Have you ever seen Doctor in the House? It’s a UK BBC 1 programme where a doctor moves in with a family to try and solve their chronic health conditions. The programme follows Dr Rangan Chatterjee, who believes it’s impossible for a GP to effectively treat complex health conditions in five minute consultations (no shit Sherlock), as he spends a week with the patient to understand their lifestyle and try to ‘solve the mystery’.
I watched it for the first time last week when the focus was on a woman, Gemma, who suffers from cluster headaches – or ‘suicide headaches’ as they’re often known. She was having up to 16 attacks a day which were absolutely agonising; they only lasted ten minutes or so but for those ten minutes she was screaming in pain and it was horrifying to watch.
I cried throughout the entire episode. I don’t get cluster headaches but for the last two years I’ve been having a similar pain every four to six weeks which lasts for about 24 hours. The headaches are far worse than my usual migraines (which I’ve had since the age of nine) and this – on top of my fibromyalgia – has made me realise that something really needs to change.
The journey to diagnosing and then managing chronic pain is never an easy one. Since I became ill in 2009 I’ve seen five GPs, two physiotherapists, one rheumatologist, one pain specialist and one acupuncturist. I’ve also tried four types of alternative therapy and three sets of cognitive behavioural therapy, had one MRI scan and one set of blood tests. During that time, no one and nothing has helped. The MRI scan and blood tests took place within the first month of my symptoms occurring but, since the label of ‘fibromyalgia’, no one has done any further investigation on any of the symptoms I’ve presented with – new or otherwise.
I know this is a very familiar story for chronic pain patients, and if you’ve been suffering from fibromyalgia or chronic fatigue for decades then I know your numbers are far higher than mine.
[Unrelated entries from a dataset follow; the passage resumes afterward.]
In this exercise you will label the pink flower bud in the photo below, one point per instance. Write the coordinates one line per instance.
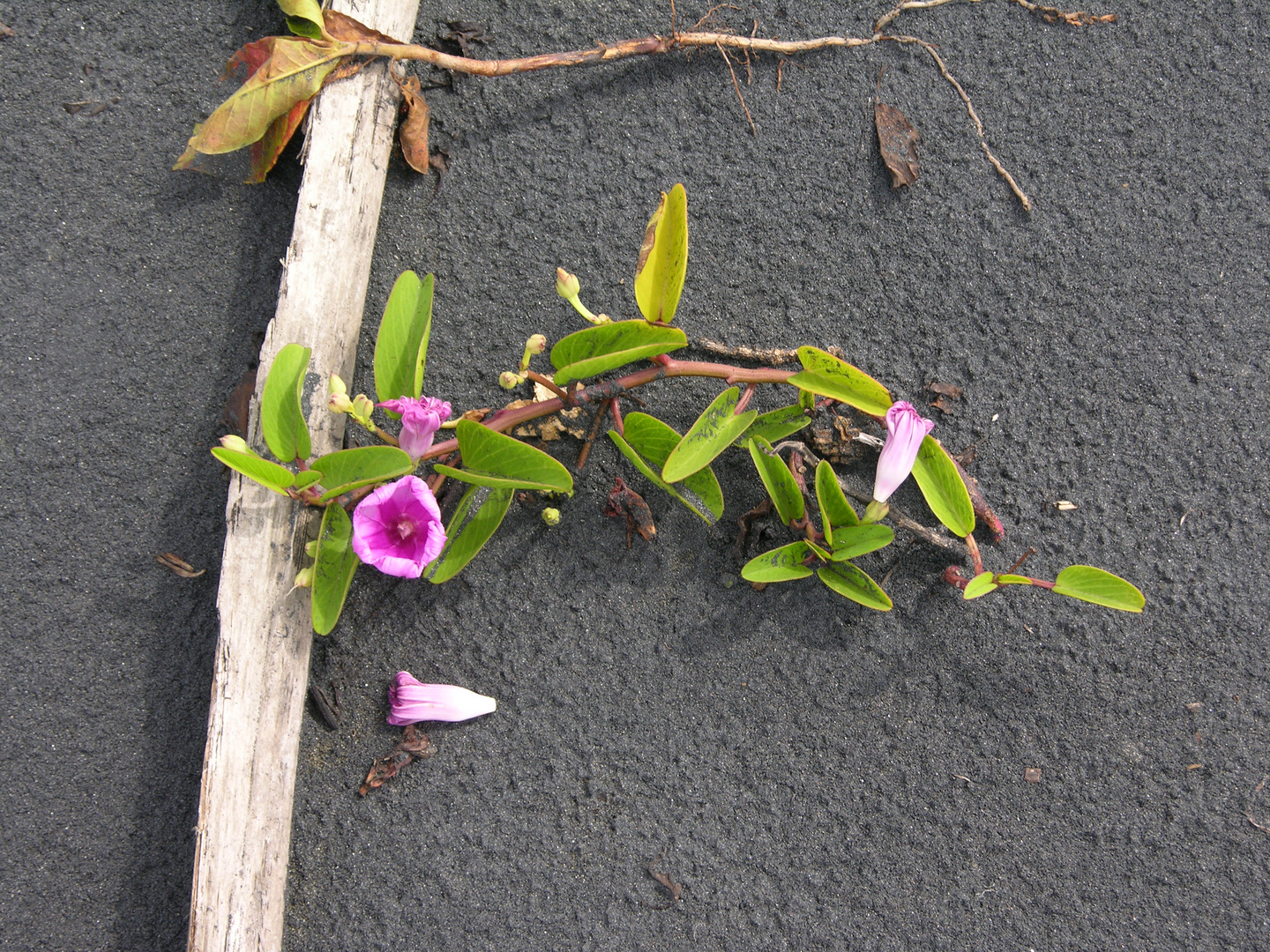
(421, 419)
(906, 429)
(412, 701)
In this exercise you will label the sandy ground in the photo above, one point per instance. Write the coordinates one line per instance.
(816, 776)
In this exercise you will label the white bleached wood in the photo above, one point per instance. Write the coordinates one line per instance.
(262, 658)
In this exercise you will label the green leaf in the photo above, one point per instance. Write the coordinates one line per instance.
(306, 11)
(663, 258)
(280, 415)
(1102, 588)
(776, 426)
(654, 441)
(469, 531)
(851, 541)
(850, 582)
(781, 564)
(294, 71)
(362, 466)
(254, 467)
(714, 432)
(401, 346)
(979, 585)
(834, 508)
(497, 460)
(609, 346)
(333, 568)
(941, 484)
(778, 479)
(826, 375)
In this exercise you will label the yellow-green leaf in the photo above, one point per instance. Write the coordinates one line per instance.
(663, 258)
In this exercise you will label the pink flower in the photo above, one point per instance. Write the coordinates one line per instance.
(906, 429)
(421, 419)
(410, 701)
(398, 528)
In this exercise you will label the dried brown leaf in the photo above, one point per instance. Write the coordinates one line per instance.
(898, 141)
(413, 131)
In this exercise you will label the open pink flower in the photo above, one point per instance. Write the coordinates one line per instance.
(412, 701)
(906, 429)
(398, 528)
(421, 419)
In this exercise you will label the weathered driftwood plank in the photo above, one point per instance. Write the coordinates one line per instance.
(262, 658)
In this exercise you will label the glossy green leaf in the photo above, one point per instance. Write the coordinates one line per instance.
(776, 426)
(294, 70)
(941, 484)
(254, 467)
(663, 258)
(608, 346)
(470, 528)
(653, 441)
(362, 466)
(850, 582)
(852, 541)
(333, 568)
(781, 564)
(497, 460)
(1102, 588)
(826, 375)
(714, 432)
(282, 419)
(401, 346)
(778, 480)
(834, 508)
(979, 585)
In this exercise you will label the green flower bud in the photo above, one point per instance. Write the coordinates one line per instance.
(566, 285)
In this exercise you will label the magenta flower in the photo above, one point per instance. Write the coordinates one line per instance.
(421, 419)
(410, 701)
(906, 429)
(398, 528)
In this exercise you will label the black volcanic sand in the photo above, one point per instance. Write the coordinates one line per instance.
(814, 775)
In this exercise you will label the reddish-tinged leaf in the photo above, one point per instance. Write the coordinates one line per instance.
(415, 129)
(294, 71)
(898, 141)
(265, 152)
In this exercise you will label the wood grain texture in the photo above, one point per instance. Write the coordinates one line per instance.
(262, 657)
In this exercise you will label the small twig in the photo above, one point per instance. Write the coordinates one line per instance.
(736, 86)
(969, 107)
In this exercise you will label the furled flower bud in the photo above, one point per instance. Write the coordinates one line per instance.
(906, 429)
(362, 407)
(566, 285)
(421, 419)
(410, 701)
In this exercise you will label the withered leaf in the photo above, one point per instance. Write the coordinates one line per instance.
(898, 141)
(413, 131)
(625, 502)
(178, 565)
(412, 747)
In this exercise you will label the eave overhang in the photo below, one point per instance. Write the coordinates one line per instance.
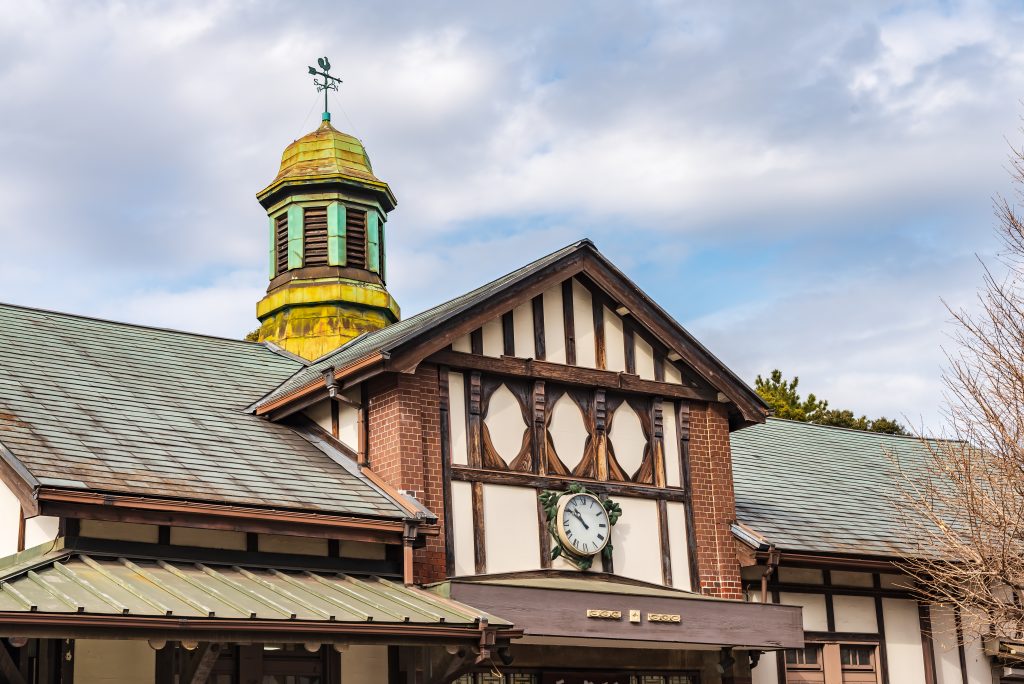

During the episode of Doctor in the House, these were the five health/lifestyle areas that Dr Chatterjee focused on in an attempt to reduce the cluster headaches. Tests for neurological conditions came back negative and medication wasn’t working, so he changed Gemma’s diet, referred her to a chiropractor, provided supplements and introduced relaxation and self-care activities. By the end of the three month review period, she had gone from 16 attacks per day to 5 per week. So, after wiping my tears (tears of empathy, jealousy, exhaustion, and frustration) I decided it was probably about time I started from the beginning and re-analysed my chronic pain.
When I was diagnosed with fibromyalgia eight years ago, I was convinced there was something else wrong, something they were missing, but as time went by I made my peace with it and accepted that the diagnosis was most likely correct. The challenge then wasn’t the diagnosis, but the misunderstanding of fibromyalgia in society and the stigma attached to invisible illnesses. Last year there was some progress when research was published that suggested the pain was down to abnormal sensory activity in the way our brains process pain; it seemed like a bit of a breakthrough and the Arthritis UK Pain Centre is now funding a study to develop a blood test to diagnose fibromyalgia.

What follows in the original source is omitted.